Alan Raine, the serially stupid and convicted North East Infidel thug, has published a battle plan for a trip to Edinburgh tomorrow.
Raine is heading north from his native Sunderland for a Scottish Defence League (SDL) gathering.
Alongside the packed lunch and copy of the Beano he’s stashing for the journey are a few interesting items. These include his “naughty gloves”.
I wonder if they’re like the “bad boy gloves” his pal Brian Stamp took when the duo went to Liverpool? Those, a court later heard, featured reinforced knuckle pads.
That little day trip earned both 16 months, with Raine’s suspended, after an ill-judged attempt to resuscitate a “White Man’s March”.
He is all but wetting his tracky bottoms at the prospect of bumping into the Unite Against Fascism (UAF) protest at Waverley Station. “It’s garn to go off” he excitedly proclaims.
Given the advance notice he’s been given, it seems more likely that he’ll get no further than the ticket barrier at either Newcastle or Edinburgh.
He helpfully advises that his train is due in at 1pm.
Well, Tyne & Wear Police, this suggests he’s planning on getting the 10.47am from Sunderland, changing at Newcastle for the 11.33am to the Scottish capital. This, Lothian Police, is due in at 1.01pm.
Oh, but don’t bother issuing a Section 35. He says they’re illegal. Who even knew?
The forces of law and order should also note that his previous includes assault of a police officer.
This occurred back in 2016 at a North West Infidels (NWI) demo in Rochdale.

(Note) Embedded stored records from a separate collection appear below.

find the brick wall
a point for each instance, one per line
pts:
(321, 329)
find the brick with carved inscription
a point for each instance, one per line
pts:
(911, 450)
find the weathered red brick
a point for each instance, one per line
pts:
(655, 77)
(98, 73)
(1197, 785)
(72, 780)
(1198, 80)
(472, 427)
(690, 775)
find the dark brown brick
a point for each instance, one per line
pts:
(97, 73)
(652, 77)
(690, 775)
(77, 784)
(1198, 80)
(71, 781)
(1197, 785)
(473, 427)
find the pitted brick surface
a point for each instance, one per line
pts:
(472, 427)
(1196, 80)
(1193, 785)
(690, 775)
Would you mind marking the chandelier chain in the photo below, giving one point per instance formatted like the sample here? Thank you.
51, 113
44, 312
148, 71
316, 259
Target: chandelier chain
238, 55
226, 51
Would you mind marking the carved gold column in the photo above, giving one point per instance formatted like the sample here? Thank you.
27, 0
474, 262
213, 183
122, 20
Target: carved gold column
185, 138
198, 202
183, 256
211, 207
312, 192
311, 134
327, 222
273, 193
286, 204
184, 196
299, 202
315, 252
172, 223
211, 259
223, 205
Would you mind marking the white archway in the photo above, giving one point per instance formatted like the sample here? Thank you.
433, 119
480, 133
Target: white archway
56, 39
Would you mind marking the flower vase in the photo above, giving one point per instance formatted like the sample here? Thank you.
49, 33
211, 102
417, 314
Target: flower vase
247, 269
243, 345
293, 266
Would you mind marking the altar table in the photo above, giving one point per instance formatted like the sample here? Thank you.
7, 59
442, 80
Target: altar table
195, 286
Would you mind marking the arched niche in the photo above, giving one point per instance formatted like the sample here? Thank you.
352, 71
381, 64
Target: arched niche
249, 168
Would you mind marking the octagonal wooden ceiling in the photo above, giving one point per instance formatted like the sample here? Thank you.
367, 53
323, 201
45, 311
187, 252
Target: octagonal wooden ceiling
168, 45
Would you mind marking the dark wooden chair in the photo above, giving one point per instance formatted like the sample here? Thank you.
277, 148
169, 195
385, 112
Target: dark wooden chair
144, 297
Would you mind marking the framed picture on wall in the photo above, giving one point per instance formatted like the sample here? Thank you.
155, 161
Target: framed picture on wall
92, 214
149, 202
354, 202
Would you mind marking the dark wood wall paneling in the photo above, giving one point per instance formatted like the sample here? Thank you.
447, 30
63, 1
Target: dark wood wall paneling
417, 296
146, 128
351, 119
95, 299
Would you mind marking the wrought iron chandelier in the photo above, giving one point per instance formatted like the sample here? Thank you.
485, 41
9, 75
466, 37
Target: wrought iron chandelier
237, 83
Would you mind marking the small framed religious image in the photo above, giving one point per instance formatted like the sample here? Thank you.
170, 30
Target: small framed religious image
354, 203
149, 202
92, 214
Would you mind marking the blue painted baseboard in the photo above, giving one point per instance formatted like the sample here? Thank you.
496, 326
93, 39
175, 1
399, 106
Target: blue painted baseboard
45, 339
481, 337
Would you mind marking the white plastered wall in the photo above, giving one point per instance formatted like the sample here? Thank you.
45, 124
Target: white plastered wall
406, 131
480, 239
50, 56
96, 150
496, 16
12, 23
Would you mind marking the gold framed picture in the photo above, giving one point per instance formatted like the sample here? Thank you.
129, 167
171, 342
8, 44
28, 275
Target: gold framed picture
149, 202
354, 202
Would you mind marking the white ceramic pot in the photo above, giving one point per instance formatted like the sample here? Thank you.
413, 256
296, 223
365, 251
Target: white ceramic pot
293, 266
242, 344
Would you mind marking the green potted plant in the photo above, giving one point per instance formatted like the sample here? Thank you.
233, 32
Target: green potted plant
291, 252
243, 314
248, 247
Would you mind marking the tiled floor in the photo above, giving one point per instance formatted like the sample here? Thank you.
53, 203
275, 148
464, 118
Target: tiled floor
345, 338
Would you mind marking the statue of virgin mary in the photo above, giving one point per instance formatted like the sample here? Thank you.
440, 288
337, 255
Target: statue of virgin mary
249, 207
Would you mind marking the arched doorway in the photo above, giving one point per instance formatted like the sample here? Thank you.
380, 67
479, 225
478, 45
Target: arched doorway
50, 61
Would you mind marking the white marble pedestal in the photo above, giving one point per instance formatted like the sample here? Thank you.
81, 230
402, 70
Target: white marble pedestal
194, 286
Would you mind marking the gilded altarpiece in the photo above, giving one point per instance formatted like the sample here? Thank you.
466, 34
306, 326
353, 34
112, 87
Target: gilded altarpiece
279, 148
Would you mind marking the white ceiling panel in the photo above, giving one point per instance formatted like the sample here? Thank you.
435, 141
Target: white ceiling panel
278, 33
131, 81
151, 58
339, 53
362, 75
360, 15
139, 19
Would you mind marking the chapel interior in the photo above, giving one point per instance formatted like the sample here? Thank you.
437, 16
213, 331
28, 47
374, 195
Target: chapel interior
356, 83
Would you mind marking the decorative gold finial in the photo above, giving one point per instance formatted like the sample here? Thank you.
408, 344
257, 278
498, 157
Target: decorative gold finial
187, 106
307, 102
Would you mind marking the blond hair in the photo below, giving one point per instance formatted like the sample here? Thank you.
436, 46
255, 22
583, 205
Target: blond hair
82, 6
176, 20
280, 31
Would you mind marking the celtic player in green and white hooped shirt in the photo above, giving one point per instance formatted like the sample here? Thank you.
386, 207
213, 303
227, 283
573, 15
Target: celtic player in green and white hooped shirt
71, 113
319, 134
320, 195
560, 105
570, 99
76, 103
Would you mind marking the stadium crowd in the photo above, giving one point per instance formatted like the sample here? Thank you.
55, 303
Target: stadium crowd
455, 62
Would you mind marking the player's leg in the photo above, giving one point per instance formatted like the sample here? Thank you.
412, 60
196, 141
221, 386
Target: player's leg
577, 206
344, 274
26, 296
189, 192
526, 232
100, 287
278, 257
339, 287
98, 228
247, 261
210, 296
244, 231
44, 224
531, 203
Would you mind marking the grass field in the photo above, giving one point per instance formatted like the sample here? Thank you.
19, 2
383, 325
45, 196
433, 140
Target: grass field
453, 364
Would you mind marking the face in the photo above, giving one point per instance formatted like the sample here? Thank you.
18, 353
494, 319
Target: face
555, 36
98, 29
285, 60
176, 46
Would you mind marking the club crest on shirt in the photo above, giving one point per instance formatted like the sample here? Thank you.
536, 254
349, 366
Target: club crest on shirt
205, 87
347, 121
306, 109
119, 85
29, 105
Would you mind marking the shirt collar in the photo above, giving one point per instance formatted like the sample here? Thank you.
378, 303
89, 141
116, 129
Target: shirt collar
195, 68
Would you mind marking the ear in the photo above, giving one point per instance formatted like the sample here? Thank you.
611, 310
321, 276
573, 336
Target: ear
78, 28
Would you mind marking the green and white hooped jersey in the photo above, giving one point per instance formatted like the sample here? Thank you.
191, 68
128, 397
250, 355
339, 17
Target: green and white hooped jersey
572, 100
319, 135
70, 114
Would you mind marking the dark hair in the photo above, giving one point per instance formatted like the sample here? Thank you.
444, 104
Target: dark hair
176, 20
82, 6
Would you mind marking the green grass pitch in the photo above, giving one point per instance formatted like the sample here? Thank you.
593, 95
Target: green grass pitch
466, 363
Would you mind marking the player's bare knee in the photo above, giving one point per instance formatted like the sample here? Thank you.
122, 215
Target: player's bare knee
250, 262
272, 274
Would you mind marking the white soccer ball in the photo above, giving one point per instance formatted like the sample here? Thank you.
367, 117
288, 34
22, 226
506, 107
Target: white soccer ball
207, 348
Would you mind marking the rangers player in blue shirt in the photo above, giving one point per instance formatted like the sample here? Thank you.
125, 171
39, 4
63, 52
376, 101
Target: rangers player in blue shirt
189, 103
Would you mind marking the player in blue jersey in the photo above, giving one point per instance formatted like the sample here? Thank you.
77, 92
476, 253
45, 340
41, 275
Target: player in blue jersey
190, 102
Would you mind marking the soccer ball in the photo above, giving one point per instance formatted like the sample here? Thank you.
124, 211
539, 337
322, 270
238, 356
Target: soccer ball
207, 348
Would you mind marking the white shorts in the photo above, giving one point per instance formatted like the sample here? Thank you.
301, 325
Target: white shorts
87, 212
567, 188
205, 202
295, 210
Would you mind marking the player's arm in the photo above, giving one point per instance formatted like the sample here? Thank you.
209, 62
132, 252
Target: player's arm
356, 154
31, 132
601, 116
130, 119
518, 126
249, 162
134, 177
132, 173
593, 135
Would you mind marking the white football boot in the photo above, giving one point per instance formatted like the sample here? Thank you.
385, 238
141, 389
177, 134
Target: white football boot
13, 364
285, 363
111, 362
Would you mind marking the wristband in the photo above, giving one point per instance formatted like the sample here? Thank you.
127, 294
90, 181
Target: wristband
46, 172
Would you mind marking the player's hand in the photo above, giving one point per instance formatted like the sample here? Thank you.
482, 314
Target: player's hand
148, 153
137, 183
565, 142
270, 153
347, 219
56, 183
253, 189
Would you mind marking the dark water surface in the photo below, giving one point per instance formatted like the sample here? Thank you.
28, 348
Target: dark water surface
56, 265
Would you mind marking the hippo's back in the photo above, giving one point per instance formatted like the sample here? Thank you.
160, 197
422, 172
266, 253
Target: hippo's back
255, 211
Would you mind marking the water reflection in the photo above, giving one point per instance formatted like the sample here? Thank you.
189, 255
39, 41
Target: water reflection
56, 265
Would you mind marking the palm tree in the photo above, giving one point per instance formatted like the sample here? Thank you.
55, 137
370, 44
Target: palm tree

There he tried to spit at an Asian man and instead his fascist phlegm landed on an officer of the law.
He was proud of that.
Rain’s pal Michael Pocklington, of the incredibly niche Bishop Auckland Against Islam (BAAI), is also up for a bit of a barney. ITV did a piece on this little gang last year. SPOILER ALERT: They are not nice but very dim.